London police ‘shoot to kill’ policy

The police killing was condemned by Muslim groups, which expressed shock at the news of the victim’s innocence.


“To give licence to people to shoot to kill just like that, on the basis of suspicion, is very frightening,” Azzam Tamimi of the Muslim Association of Britain told BBC television.


The killing in front of shocked passengers on a crowded train triggered speculation that traditionally unarmed British police had adopted a shoot-to-kill policy.


“The Metropolitan Police have very clearly demonstrated that they are operating on the premise right now that if they suspect that someone is a bomber, and that the public is going to be endangered by him, they have shoot-to-kill orders,” anti-terrorism expert Robert Ayers of the Royal Institute of International Affairs think-tank told Reuters.


Where’s the accountability? If they merely suspect someone might be a bomber they can shoot to kill? If the person turns out to be blameless, as in this London subway execution by police with no evidence, what then? Will those who pulled the trigger be brought up on charges or will they get a free pass because, golly shucks, they thought the guy might be a bomber? And what are the names of the officers involved? No information about them has been released yet.
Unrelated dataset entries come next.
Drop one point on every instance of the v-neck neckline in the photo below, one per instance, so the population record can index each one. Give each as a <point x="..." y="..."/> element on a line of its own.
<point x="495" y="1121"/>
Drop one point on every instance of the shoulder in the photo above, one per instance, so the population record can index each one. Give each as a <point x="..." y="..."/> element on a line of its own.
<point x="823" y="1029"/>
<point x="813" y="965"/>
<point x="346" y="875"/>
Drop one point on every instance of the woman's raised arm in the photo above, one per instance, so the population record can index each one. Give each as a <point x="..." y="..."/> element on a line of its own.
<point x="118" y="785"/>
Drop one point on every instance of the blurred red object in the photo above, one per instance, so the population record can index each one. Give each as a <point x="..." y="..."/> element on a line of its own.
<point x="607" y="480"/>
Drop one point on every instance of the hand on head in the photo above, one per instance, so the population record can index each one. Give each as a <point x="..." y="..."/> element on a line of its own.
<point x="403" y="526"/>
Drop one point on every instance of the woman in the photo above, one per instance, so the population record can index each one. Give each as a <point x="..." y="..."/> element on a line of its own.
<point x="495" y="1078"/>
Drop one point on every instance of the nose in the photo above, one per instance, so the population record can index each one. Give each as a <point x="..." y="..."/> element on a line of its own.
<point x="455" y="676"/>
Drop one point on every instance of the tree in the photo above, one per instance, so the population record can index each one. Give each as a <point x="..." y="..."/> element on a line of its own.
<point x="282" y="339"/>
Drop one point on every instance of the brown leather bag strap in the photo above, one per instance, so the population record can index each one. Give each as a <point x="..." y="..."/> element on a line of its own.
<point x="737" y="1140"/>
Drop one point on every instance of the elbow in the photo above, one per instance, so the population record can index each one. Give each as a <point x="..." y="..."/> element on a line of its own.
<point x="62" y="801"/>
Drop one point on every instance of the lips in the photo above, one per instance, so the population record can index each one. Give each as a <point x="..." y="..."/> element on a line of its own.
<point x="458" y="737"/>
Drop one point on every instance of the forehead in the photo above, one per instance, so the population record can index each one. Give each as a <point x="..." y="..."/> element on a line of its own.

But anti-terrorism expert Magnus Ranstorp of St Andrews University in Scotland said the policy, which he said was openly adopted three years ago, could do more harm than good.


“The Muslim community is very uneasy about this, understandably,” he told Reuters. “If there is a series of shooting incidents like this, then it becomes a big political issue.


This is not a major deterrent in terms of carrying out an attack, but it is counter-productive to the careful strategy that the police and government have set out in terms of minimising polarisation within ethnic communities,” he said.


I can think of no better way to drive recruits to extremist Islamists than by the shoot-to-kill policy of London police. Nor will stop the attacks.